Mais de toute évidence pas assez, puisque, selon une étude récente, menée par le Département de pédiatrie de l’Hôpital San Paolo de Milan sur 2450 italien mères, a été révélé que le 65,2% des enfants de 12 mois est déjà nourri avec le lait de la vache, et 18,3% des enfants en l’espace de 6 mois. L’interdiction de lait de vache se pose à partir de la composition de la même, insuffisants pour répondre aux besoins de l’enfant : le lait de vache est pauvre en vitamines et en acides gras, sont essentielles pour une bonne croissance, le développement du système nerveux, de la capacité visuelle et ont une influence significative sur la modulation de la réponse inflammatoire, l’agrégation plaquettaire, de la pression artérielle et l’activité cardiaque. Il est riche en fer, mais d’une manière qui n’est pas absorbable par l’enfant, que les risques d’anémie, et même qui est trop riche en graisses et en protéines, qui représentent le plus grand facteur de risque de surpoids et d’obésité.
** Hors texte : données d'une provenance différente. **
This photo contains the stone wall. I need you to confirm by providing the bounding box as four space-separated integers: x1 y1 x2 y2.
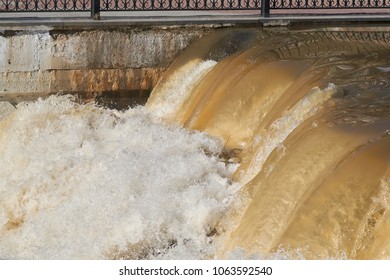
0 26 209 100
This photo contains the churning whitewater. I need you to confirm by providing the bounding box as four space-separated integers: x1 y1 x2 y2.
0 28 390 259
0 96 235 259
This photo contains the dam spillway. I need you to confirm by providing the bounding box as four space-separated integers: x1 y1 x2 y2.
0 25 390 259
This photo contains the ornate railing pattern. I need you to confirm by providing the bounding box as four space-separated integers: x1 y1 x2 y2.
270 0 390 10
100 0 261 11
0 0 93 13
0 0 390 19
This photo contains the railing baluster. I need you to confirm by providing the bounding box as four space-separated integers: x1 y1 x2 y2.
261 0 270 17
91 0 100 20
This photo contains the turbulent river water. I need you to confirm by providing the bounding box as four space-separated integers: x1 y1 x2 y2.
0 28 390 259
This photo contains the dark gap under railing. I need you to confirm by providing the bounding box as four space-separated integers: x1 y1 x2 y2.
0 0 390 19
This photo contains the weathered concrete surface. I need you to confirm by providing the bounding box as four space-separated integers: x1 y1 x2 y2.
0 27 211 97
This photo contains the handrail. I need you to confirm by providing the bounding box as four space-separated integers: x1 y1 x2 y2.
0 0 390 20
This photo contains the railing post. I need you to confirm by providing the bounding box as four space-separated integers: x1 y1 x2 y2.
261 0 270 17
91 0 100 20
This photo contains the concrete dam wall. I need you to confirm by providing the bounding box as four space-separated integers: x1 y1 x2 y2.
0 26 210 103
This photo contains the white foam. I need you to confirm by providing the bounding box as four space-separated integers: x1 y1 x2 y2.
147 59 217 119
0 96 236 259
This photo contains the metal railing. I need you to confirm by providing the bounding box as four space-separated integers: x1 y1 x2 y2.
0 0 390 19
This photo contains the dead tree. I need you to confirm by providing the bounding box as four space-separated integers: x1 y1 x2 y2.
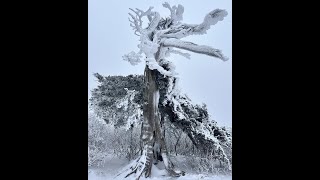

“Il y a des critiques de windows de développement au cours de laquelle l’excès ou le défaut de facteurs nutritionnels plusieurs pourrait induire des conséquences à long terme, comme le développement de maladies cardiovasculaires et de l’obésité”, explique Claudio Maffeis, Professeur de Pédiatrie, Université de Vérone, chef de l’Unité de Nutrition Clinique et de l’Obésité. “Pendant les premiers stades de développement, certains nutriments peuvent non seulement avoir des effets à court terme sur la croissance, la masse corporelle et les réponses fonctionnelles de l’organisme, mais peut également avoir des effets sur les risques de mortalité et de morbidité au cours de l’âge adulte.” Également au cours du sevrage, et puis, à côté de l’introduction progressive dans le régime alimentaire de l’enfant à de nouveaux aliments, mieux continuer à préférer le lait maternel ou s’il fait défaut ou est insuffisante, le lait, dans la formule, spécifique recommandé par le pédiatre pour les besoins de la petite.